Next-generation sequencing for pediatric CNS tumors: does it add value in a middle-income country setup?

INTRODUCTION

Advances in molecular diagnostics led to improved targeted interventions in the treatment of pediatric CNS tumors. However, the capacity to test for these is limited in LMICs, and thus their value needs exploration.

METHODS

We reviewed our experience with NGS testing (TruSight RNA Pan-Cancer-seq panel) for pediatric CNS tumors at KHCC/Jordan (March/2022-April/2023). Paraffin blocks' scrolls were shipped to the SickKids laboratory based on the multidisciplinary clinic (MDC) recommendations.
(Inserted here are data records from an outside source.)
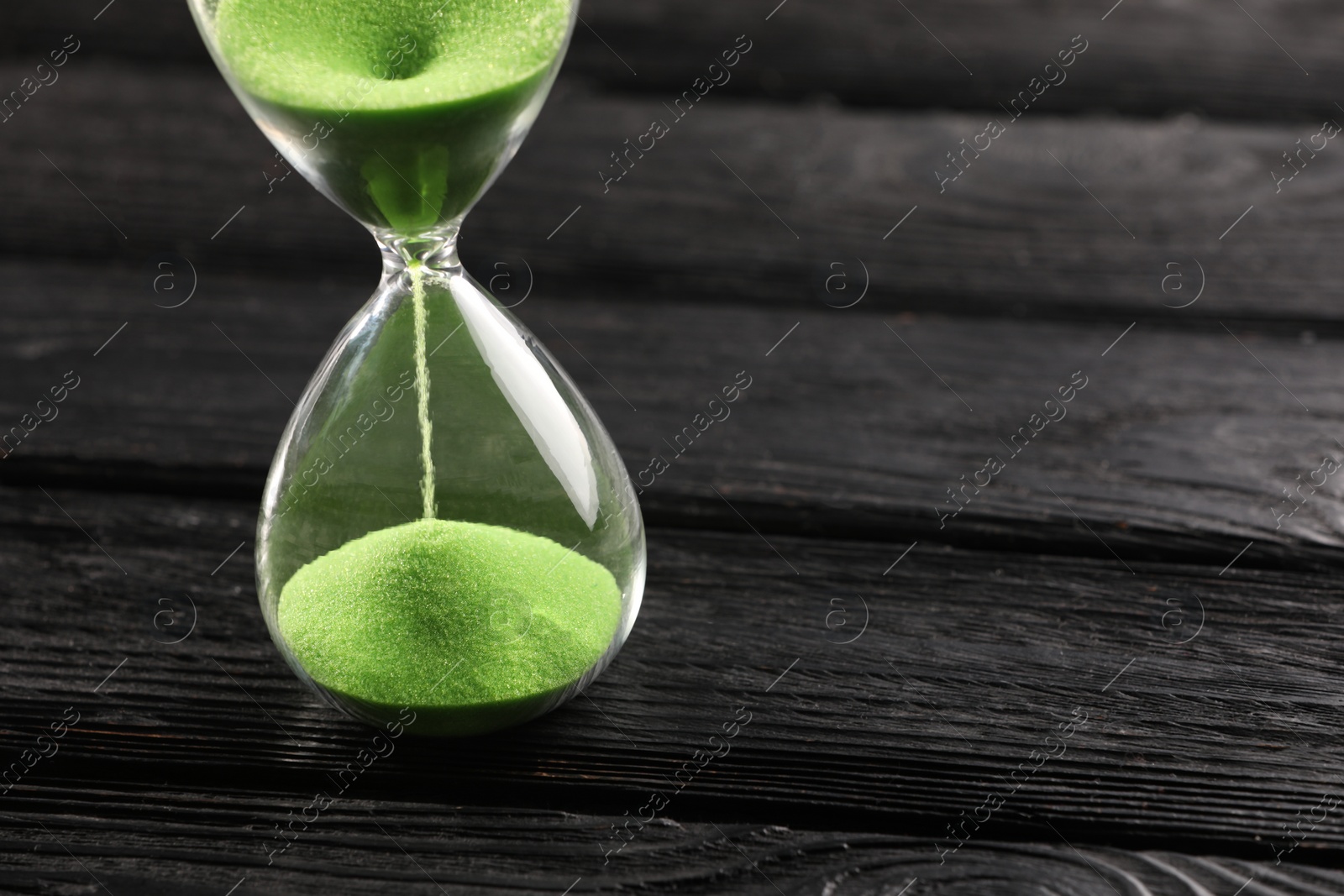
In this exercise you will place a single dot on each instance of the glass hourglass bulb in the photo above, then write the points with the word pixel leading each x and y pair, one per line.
pixel 448 533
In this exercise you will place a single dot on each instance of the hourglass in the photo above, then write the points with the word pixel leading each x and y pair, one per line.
pixel 448 533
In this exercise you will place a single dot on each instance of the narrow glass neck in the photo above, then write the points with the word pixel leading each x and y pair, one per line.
pixel 434 250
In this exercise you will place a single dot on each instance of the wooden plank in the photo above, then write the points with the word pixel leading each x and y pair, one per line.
pixel 1142 60
pixel 968 661
pixel 208 841
pixel 1179 446
pixel 739 202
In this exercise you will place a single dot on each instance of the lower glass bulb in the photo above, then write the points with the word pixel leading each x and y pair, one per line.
pixel 447 528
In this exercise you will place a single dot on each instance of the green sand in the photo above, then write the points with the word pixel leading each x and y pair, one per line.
pixel 403 107
pixel 472 626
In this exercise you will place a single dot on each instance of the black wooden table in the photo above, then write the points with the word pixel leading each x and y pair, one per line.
pixel 1102 664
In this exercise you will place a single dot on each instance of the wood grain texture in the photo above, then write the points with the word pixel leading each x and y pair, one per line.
pixel 207 841
pixel 1149 58
pixel 739 202
pixel 967 664
pixel 1180 445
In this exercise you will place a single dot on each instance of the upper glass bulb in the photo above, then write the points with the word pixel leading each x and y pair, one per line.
pixel 400 110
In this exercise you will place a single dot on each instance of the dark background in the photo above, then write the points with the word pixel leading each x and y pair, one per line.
pixel 1135 564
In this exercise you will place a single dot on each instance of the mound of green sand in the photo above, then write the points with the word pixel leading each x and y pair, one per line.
pixel 443 616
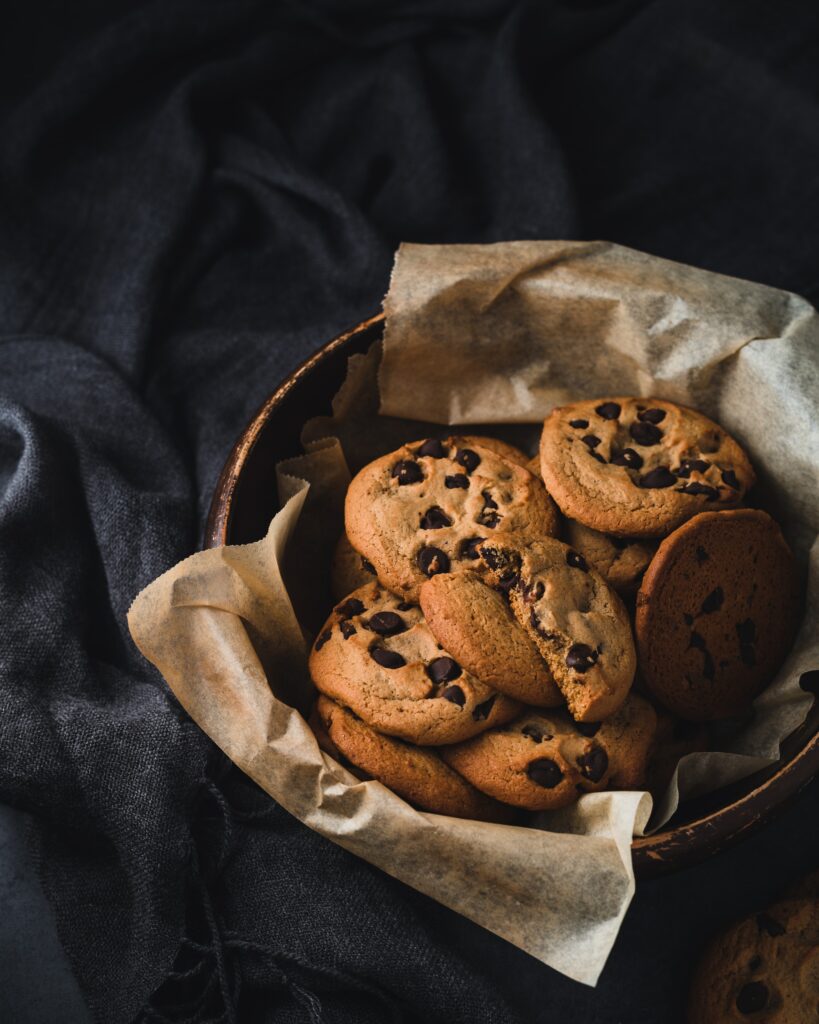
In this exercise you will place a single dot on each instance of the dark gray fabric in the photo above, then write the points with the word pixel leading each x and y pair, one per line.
pixel 194 197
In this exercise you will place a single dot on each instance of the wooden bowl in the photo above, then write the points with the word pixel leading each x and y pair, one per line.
pixel 245 500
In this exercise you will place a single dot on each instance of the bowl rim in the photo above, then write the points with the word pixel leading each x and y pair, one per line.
pixel 665 850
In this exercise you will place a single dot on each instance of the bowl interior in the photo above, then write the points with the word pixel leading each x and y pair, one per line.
pixel 246 499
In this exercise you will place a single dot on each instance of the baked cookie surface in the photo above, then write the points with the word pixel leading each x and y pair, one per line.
pixel 421 510
pixel 717 612
pixel 575 620
pixel 475 624
pixel 764 969
pixel 416 773
pixel 544 760
pixel 621 562
pixel 377 655
pixel 639 467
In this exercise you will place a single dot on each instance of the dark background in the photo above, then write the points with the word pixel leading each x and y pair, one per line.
pixel 192 198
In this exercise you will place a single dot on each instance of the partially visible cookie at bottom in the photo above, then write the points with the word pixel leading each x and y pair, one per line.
pixel 765 968
pixel 417 774
pixel 543 761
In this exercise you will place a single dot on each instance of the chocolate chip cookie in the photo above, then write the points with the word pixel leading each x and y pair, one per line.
pixel 575 620
pixel 639 467
pixel 717 612
pixel 349 569
pixel 377 656
pixel 475 624
pixel 423 509
pixel 416 773
pixel 764 969
pixel 621 562
pixel 544 760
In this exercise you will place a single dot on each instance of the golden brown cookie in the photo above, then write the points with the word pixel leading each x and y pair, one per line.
pixel 621 562
pixel 416 773
pixel 475 624
pixel 717 613
pixel 349 569
pixel 423 509
pixel 544 760
pixel 639 467
pixel 575 620
pixel 765 969
pixel 377 656
pixel 508 452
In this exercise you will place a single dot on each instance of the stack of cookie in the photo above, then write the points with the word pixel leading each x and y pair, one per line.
pixel 477 663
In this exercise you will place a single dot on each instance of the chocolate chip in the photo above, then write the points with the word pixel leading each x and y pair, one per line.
pixel 576 561
pixel 628 458
pixel 713 602
pixel 433 449
pixel 712 494
pixel 645 434
pixel 468 459
pixel 689 466
pixel 594 764
pixel 488 519
pixel 386 624
pixel 696 641
pixel 659 477
pixel 469 548
pixel 386 658
pixel 455 695
pixel 545 772
pixel 766 923
pixel 609 411
pixel 443 670
pixel 580 657
pixel 432 560
pixel 481 712
pixel 809 681
pixel 457 481
pixel 406 471
pixel 352 606
pixel 508 581
pixel 435 518
pixel 751 997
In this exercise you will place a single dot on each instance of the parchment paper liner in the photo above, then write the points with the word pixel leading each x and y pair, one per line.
pixel 496 334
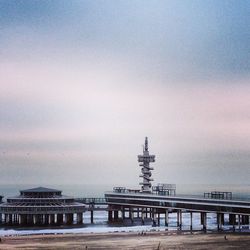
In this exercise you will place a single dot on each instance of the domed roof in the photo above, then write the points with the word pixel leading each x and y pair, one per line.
pixel 40 190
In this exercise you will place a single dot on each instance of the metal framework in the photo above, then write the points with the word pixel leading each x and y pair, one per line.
pixel 219 195
pixel 40 206
pixel 164 189
pixel 144 161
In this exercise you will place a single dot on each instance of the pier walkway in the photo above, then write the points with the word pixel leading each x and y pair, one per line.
pixel 154 205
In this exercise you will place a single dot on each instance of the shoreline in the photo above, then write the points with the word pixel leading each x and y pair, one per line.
pixel 130 240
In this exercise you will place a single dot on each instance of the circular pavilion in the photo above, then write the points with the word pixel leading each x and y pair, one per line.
pixel 41 206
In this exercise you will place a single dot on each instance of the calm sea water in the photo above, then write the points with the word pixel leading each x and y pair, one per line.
pixel 100 217
pixel 76 190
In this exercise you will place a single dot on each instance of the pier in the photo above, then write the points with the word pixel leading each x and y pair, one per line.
pixel 152 202
pixel 40 207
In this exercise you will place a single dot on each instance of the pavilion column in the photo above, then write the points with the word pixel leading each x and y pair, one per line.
pixel 166 218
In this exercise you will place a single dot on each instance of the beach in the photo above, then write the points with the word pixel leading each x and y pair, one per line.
pixel 130 240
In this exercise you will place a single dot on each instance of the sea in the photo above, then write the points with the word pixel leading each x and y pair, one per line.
pixel 100 225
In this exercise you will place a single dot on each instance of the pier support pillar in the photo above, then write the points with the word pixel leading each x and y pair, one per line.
pixel 245 219
pixel 79 218
pixel 219 221
pixel 69 218
pixel 178 218
pixel 10 219
pixel 123 213
pixel 153 216
pixel 51 219
pixel 5 218
pixel 34 218
pixel 46 219
pixel 110 216
pixel 232 219
pixel 180 214
pixel 131 215
pixel 166 218
pixel 204 220
pixel 116 215
pixel 191 221
pixel 59 219
pixel 142 216
pixel 92 216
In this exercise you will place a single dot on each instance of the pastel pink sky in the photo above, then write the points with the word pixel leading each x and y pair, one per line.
pixel 82 84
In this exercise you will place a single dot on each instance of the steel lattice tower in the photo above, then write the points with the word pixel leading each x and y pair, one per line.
pixel 144 161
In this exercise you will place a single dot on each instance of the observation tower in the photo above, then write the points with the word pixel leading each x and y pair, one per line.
pixel 144 162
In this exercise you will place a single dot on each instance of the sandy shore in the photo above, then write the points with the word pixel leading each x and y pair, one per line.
pixel 152 240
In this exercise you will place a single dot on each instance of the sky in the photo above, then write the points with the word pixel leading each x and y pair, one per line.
pixel 83 82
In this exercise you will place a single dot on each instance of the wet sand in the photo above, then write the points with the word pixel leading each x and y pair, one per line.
pixel 152 240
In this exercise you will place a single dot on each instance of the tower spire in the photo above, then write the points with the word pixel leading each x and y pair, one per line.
pixel 146 143
pixel 144 161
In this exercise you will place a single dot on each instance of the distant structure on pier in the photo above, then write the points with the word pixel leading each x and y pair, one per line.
pixel 144 161
pixel 40 206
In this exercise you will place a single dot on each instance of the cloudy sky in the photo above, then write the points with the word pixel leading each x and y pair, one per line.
pixel 83 82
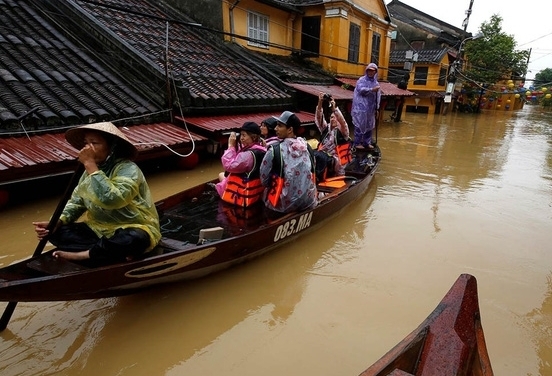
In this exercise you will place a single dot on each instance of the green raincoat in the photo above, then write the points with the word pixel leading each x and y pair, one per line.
pixel 116 196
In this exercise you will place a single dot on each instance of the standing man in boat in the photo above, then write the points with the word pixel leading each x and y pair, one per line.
pixel 240 184
pixel 121 218
pixel 334 137
pixel 287 170
pixel 365 110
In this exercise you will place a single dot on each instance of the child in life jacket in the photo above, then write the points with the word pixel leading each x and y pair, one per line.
pixel 287 170
pixel 240 184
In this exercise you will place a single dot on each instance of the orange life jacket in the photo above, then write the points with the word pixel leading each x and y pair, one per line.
pixel 245 189
pixel 277 179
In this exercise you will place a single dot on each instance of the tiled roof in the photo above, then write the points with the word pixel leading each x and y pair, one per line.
pixel 398 57
pixel 387 88
pixel 447 33
pixel 336 91
pixel 286 68
pixel 208 73
pixel 43 70
pixel 31 157
pixel 222 124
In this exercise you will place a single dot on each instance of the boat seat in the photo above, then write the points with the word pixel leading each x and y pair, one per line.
pixel 336 182
pixel 210 234
pixel 50 265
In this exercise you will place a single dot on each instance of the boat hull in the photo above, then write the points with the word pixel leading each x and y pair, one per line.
pixel 45 278
pixel 450 341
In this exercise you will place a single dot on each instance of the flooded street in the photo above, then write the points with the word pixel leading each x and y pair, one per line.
pixel 455 194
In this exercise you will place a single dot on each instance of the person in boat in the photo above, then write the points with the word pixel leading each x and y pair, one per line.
pixel 240 184
pixel 365 108
pixel 121 221
pixel 268 131
pixel 287 170
pixel 334 137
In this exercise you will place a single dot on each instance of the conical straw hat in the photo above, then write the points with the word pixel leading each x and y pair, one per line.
pixel 75 136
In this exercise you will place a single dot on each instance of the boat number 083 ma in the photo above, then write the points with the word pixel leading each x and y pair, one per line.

We reviewed the patients' characteristics, the tumor types, and the NGS results' impact on treatment.

RESULTS

Of 237 patients discussed during the MDC meetings, 32 patients (14%) were included. They were 16 boys and 16 girls; the median age at time of testing was 9.5 years (range, 0.9-21.9 years). There were 21 samples sent at diagnosis and 11 upon tumor progression. The main diagnoses were low-grade-glioma (15), high-grade-glioma (10), and other histologies (7). Reasons to request NGS included searching for a targetable alteration (20) and to better characterize the tumor behavior (12). The median turnaround time from samples' shipment to receiving the results was 23.5 days (range, 15-49 days) with a median laboratory processing time of 16 days (range, 8-39 days) at a cost of US$1,000/sample. There were 19 (59%) tumors that had targetable alterations (FGFR/MAPK pathway inhibitors (14), checkpoint inhibitors (2), NTRK inhibitors (2), and one with PI3K inhibitor or IDH1 inhibitor). Two rare BRAF mutations were identified (BRAFp.G469A, BRAFp.K601E). One tumor diagnosed initially as undifferentiated round cell sarcoma harbored NAB2::STAT6 fusion and was reclassified as an aggressive metastatic solitary fibrous tumor. Another tumor initially diagnosed as grade 2 astroblastoma grade 2 was reclassified as low-grade-glioma in the absence of MN1 alteration. NGS failed to help characterize a tumor that was diagnosed histologically as small round blue cell tumor. Nine patients received targeted therapy; dabrafenib/trametinib (6), pembrolizumab (2), and entrectinib (1), mostly upon tumor progression (7).

CONCLUSION

In this highly selective cohort, a high percentage of targetable mutations was identified facilitating targeted therapies. Outsourcing of NGS testing was feasible; however, criteria for case selection are needed. In addition, local capacity-building in conducting the test, interpretation of the results, and access to "new drugs" continue to be a challenge in LMICs.